The world was his Roach Motel
A raid on Kafka's 'Metamorphosis'
I will never kill another cockroach. Neither will anyone who reads Marc Estrin's brilliant debut novel about Gregor Samsa. And that's just the beginning of this book's audacious intentions.
Jumping off from Franz Kafka's famous novella, "Insect Dreams" describes an even stranger metamorphosis. In the original, poor Gregor, a salesman in Prague, found himself transformed one day into an enormous bug. In Estrin's continuation, that bug mutates into the savior of humanity.
The story opens as the fires of World War I begin licking the timbers of European despair. Anna Marie and three ex-boarders from the Samsa household deliver the carcass of a man-sized roach to a freak show in Vienna. Remarkably, he's still alive, though an apple protrudes from a wound in his back. In the weeks that follow, Gregor recovers: "He was a bit awkward, somewhat tentative in his gait, but vertically, he could function well at cocktail parties, or at meetings, seated in a chair."
Tiring quickly of the standard freak-show venue, Gregor begins giving advice - "The Advisor from the Early Carboniferous" - and then naturally moves into book reviewing and conducting seminars on issues of the day. In the smoldering embers of the war, Vienna is a hotbed of conversation about the meaning of such devastation, the nature of man, and the fate of civilization. One of the renowned participants in his seminar is the German writer Robert Musil, who sees in "Herr Cockroach" a being of incomplete metamorphosis who can "lead us back to a larval state from which we may rechart our course."

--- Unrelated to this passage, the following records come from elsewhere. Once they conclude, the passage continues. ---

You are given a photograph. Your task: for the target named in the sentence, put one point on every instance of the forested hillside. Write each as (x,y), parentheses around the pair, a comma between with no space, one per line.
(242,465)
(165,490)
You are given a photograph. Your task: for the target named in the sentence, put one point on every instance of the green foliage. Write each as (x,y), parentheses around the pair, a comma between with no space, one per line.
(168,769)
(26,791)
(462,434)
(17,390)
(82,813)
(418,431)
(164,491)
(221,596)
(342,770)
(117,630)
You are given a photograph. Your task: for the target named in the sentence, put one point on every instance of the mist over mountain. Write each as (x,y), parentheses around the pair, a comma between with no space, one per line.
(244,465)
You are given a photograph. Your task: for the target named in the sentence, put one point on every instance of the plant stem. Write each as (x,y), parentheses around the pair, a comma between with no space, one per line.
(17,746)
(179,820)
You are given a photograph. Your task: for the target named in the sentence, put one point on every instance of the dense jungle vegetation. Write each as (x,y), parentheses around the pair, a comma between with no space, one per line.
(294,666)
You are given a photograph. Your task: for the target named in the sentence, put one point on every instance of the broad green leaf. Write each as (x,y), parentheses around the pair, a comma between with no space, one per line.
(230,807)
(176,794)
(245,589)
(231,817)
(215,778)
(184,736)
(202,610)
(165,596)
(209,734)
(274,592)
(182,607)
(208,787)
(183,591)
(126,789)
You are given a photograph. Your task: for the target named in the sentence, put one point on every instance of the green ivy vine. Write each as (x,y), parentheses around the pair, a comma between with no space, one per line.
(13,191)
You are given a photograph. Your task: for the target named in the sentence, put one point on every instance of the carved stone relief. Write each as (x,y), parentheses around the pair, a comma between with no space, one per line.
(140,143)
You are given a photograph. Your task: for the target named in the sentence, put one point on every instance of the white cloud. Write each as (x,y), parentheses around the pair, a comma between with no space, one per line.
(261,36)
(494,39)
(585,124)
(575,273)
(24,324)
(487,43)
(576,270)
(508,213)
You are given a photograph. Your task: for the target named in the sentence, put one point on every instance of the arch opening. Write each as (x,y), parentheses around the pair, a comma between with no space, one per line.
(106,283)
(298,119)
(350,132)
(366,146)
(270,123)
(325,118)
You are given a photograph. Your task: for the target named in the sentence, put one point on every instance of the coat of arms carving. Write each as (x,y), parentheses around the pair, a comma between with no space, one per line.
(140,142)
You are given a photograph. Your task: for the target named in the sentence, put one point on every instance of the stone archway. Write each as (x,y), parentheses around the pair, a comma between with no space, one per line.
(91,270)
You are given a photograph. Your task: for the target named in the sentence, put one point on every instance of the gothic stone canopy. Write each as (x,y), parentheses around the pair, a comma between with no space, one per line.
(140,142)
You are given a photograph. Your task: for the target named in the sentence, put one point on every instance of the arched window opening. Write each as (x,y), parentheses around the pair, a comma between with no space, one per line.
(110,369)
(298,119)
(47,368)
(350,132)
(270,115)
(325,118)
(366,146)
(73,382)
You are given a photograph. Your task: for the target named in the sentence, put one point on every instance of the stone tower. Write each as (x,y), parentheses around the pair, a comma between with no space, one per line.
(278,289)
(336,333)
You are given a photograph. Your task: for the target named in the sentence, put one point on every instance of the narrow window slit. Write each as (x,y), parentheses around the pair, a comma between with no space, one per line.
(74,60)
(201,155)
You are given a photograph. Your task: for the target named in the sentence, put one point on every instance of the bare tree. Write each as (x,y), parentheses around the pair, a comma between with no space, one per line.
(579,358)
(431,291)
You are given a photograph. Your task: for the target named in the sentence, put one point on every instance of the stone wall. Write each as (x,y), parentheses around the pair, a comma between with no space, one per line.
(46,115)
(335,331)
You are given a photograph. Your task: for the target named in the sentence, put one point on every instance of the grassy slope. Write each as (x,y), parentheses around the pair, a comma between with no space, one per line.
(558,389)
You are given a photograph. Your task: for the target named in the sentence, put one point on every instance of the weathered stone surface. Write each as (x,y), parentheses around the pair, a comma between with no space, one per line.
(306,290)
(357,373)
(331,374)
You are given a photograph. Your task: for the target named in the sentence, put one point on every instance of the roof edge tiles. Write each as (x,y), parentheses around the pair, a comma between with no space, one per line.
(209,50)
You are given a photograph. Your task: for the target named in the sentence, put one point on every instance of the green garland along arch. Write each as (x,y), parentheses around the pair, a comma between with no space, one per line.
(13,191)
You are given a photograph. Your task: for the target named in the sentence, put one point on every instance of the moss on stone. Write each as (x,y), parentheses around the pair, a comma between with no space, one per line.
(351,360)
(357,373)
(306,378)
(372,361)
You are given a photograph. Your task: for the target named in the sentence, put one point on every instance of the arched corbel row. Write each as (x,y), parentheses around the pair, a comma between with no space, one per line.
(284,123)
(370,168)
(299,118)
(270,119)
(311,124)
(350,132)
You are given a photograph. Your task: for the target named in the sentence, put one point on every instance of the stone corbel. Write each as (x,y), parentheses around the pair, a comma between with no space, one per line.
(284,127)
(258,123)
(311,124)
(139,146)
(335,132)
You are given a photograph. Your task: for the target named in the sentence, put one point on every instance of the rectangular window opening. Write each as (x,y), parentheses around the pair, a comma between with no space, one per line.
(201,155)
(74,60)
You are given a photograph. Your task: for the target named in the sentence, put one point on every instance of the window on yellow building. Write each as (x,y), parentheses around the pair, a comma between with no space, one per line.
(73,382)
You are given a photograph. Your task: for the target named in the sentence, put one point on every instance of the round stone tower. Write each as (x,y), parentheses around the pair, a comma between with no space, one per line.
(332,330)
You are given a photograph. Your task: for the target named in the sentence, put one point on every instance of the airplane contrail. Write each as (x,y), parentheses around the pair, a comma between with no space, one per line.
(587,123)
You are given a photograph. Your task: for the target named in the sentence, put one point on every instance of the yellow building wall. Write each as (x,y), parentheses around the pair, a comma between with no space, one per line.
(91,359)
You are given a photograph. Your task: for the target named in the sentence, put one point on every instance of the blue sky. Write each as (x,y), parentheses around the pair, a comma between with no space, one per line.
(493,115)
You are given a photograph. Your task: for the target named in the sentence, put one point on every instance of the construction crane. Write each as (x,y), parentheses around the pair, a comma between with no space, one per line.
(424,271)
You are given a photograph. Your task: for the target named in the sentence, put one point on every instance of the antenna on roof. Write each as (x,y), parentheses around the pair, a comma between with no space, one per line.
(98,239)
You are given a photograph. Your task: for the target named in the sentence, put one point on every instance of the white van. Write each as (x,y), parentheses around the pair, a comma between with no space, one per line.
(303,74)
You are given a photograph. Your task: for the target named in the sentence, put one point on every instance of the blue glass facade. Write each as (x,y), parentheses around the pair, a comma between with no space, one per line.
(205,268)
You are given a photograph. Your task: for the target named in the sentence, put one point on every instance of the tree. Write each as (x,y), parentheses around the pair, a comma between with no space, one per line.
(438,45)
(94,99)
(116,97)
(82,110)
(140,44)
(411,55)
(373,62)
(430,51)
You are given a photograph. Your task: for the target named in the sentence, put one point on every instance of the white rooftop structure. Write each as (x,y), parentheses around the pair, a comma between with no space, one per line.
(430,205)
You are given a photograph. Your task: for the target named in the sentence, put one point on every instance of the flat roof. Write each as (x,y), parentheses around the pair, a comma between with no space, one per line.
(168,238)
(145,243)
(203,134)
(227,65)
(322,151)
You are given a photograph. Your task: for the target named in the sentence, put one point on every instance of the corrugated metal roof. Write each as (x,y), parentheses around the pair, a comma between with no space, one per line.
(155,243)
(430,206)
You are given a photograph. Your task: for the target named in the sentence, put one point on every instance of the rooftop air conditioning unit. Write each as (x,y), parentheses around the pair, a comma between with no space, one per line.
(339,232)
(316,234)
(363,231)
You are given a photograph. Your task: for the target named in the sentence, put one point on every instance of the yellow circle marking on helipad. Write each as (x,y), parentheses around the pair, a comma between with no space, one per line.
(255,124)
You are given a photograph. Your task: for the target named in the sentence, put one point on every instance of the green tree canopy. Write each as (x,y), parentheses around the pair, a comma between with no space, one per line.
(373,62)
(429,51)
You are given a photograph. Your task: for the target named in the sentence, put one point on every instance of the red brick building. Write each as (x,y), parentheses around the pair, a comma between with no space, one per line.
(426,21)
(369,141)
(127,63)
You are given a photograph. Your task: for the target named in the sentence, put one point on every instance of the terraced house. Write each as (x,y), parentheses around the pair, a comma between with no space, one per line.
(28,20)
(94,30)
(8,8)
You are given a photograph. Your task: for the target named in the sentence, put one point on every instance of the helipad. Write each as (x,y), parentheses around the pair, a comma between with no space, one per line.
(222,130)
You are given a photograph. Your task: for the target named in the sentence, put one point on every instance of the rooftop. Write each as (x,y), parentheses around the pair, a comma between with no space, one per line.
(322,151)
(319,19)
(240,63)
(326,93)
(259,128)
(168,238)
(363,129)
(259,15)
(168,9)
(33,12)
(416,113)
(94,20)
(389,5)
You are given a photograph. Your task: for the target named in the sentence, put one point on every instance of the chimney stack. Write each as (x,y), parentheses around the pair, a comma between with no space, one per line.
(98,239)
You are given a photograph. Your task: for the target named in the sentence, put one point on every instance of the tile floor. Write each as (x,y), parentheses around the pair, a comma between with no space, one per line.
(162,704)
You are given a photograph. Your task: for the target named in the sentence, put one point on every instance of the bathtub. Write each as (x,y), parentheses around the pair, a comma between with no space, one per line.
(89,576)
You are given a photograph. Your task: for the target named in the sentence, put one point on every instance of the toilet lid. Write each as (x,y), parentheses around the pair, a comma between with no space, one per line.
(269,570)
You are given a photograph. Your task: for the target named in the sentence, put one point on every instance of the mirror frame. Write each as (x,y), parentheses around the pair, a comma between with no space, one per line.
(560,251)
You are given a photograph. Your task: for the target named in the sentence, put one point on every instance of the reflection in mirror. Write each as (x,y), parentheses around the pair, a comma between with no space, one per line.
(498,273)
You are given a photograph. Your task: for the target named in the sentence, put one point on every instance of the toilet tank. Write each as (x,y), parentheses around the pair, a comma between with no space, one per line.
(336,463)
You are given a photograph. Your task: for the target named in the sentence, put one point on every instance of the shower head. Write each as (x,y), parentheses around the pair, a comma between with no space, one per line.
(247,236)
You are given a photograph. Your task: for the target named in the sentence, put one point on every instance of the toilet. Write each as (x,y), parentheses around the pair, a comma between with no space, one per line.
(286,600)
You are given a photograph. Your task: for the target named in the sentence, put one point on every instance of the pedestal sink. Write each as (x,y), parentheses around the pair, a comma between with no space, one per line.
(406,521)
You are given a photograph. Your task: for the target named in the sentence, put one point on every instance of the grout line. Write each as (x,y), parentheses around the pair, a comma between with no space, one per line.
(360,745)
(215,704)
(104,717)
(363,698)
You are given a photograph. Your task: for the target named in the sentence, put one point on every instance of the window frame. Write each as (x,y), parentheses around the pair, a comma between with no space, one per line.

For Gregor, this is a heavy burden to consider. For us, of course, it's absurd to consider, but such is Estrin's genius that we're quickly caught up in the compelling quest of a human cockroach to raise mankind above its destructive instincts.
Unbeknownst to Gregor, he becomes the inspiration for a dance craze in America - something like the Charleston, but with three dancers (six legs). When adoring fans send him a ticket to the States, he can't imagine leaving his job and his freaky friends. But Wittgenstein, on a field trip with his grade-school students, advises him to flee the rising prejudice in Europe.
It's not easy for a six-foot cockroach to start over in a strange place, particularly with a German accent, but he gets a job as an elevator operator in a fancy New York hotel where he rubs elbows (or legs) with America's rich and famous. "A cockroach in New York City," the narrator exclaims, "a home as welcoming as Rome to the Pope!"